CSU-Forderungen zur Beitragsentlastung von Familien dürfen keine Lippenbekenntnisse bleiben!

Der Deutsche Familienverband begrüßt die Forderung der CSU nach einer Beitragsentlastung von Familien in der Rentenversicherung. „Es ist längst überfällig, dass dieser eklatante Grundrechteverstoß endlich auf die politische Agenda gesetzt wird“, sagt Sebastian Heimann, Bundesgeschäftsführer des Deutschen Familienverbandes (DFV).
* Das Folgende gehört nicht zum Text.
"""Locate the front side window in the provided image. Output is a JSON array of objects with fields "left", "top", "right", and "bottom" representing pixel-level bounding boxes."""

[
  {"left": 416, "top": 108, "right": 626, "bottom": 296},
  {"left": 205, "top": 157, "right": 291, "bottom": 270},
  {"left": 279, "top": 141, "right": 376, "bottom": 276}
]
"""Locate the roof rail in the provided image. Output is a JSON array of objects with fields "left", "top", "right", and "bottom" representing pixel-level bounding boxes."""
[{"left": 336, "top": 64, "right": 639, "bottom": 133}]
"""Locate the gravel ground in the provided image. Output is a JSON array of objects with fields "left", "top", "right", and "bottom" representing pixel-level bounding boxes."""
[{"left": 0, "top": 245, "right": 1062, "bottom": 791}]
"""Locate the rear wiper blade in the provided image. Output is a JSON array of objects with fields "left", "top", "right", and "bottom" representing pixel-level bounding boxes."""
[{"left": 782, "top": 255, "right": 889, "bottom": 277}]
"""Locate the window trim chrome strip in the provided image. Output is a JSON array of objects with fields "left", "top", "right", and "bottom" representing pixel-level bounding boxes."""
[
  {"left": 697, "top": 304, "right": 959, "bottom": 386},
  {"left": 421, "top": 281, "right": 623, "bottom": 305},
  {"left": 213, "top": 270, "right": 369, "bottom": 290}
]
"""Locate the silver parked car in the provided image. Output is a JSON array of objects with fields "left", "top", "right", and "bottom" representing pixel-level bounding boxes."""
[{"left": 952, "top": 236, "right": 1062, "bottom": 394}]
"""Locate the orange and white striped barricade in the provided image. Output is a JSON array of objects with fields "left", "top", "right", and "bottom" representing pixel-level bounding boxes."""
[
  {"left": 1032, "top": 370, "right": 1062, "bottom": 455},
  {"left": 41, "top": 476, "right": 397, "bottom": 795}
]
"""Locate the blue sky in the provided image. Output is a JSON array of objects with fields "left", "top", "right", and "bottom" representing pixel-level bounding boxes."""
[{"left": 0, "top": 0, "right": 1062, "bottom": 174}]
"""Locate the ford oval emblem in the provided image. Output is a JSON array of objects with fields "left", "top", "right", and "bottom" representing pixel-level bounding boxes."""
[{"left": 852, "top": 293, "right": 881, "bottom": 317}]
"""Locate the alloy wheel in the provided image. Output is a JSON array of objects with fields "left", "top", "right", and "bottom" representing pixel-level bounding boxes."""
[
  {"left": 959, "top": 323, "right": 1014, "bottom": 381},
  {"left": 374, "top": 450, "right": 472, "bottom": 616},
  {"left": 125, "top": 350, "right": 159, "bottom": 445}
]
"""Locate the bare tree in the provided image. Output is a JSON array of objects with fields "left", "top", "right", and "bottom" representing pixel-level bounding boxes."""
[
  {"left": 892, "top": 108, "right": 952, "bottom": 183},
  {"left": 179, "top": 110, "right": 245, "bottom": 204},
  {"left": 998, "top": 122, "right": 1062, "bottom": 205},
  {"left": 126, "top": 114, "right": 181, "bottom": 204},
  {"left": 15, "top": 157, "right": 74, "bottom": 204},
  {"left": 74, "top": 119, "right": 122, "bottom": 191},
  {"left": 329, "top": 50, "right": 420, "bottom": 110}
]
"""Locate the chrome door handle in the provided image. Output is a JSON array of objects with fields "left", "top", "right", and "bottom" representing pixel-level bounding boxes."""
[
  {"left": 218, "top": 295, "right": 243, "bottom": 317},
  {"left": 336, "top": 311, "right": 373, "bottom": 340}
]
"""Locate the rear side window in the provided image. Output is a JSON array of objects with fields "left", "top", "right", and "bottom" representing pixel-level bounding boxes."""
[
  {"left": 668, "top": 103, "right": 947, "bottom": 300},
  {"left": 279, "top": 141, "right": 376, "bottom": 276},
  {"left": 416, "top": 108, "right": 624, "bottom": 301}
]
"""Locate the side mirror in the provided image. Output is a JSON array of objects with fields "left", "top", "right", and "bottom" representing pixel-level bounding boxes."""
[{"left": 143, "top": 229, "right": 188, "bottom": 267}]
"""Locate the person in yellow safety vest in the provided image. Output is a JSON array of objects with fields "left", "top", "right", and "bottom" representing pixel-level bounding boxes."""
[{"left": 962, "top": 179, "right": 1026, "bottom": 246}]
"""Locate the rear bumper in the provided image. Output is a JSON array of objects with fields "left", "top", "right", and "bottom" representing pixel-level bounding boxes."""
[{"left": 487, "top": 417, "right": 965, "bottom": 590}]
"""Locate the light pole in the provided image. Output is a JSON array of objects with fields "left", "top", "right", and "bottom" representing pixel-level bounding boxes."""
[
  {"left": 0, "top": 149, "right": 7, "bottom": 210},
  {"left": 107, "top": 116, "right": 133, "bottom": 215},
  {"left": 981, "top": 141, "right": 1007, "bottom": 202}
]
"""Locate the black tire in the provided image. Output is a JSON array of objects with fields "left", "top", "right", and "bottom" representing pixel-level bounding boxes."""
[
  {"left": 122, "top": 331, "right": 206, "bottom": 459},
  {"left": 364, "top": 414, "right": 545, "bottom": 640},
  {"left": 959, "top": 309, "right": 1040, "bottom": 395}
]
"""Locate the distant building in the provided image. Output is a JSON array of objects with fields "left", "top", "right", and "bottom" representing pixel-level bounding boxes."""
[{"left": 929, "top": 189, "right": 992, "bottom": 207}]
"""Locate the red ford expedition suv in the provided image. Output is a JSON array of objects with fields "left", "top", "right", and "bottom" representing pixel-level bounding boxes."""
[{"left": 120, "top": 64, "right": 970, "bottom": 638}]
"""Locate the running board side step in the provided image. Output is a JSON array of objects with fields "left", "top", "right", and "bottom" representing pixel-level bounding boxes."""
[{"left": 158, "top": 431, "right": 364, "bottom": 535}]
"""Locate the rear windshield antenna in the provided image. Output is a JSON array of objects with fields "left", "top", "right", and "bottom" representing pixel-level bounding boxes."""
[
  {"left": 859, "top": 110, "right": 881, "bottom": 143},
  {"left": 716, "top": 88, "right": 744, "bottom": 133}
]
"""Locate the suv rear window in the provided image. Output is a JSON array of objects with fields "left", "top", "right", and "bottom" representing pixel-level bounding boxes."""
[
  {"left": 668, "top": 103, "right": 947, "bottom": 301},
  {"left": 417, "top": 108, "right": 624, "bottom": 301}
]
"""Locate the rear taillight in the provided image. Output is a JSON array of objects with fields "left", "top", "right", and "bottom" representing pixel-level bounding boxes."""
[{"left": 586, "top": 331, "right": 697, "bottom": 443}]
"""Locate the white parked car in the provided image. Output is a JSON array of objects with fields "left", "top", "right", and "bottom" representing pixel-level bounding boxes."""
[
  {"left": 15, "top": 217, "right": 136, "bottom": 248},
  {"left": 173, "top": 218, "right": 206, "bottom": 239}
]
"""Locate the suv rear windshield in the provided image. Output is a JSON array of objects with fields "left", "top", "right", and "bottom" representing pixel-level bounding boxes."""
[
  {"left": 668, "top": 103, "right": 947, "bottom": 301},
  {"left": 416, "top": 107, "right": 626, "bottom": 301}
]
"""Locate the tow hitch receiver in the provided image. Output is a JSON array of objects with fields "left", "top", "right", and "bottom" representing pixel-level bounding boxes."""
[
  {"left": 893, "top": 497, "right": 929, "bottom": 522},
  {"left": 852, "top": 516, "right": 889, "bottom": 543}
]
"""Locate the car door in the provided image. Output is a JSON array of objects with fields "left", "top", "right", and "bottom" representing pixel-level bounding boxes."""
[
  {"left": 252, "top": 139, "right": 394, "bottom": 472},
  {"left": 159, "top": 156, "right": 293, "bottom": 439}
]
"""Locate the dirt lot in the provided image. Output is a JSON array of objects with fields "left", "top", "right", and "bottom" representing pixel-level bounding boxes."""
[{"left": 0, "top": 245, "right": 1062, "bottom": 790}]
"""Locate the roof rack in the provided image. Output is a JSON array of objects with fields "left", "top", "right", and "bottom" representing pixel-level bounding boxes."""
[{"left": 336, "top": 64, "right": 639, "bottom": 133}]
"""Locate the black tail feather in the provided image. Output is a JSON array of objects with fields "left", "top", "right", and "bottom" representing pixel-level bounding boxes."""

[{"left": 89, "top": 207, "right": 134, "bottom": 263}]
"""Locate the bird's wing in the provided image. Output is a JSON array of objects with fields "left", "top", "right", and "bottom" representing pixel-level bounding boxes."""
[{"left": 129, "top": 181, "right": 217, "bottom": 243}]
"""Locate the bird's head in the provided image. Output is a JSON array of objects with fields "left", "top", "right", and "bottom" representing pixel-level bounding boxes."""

2001 entschied das Bundesverfassungsgericht im Pflegeversicherungsurteil, dass Eltern verfassungswidrig belastet werden, weil sie neben dem monetären Beitrag zusätzlich noch den generativen Beitrag in Form der Kindererziehung zum Erhalt des solidarischen Generationenvertrages zu leisten haben.

Der Gesetzgeber wurde daraufhin verpflichtet auch die Renten- und Krankenversicherung auf die Frage der Beitragsgerechtigkeit hin zu prüfen. „Eine legislative Umsetzung fand bis heute nicht statt. Seit über 15 Jahren werden Familien verfassungswidrig benachteiligt. Das muss endlich ein Ende haben“, fordert Heimann und verweist auf die Kampagne „Wir jammern nicht, wir klagen!“ des Deutschen Familienverbandes und des Familienbundes der Katholiken (www.elternklagen.de).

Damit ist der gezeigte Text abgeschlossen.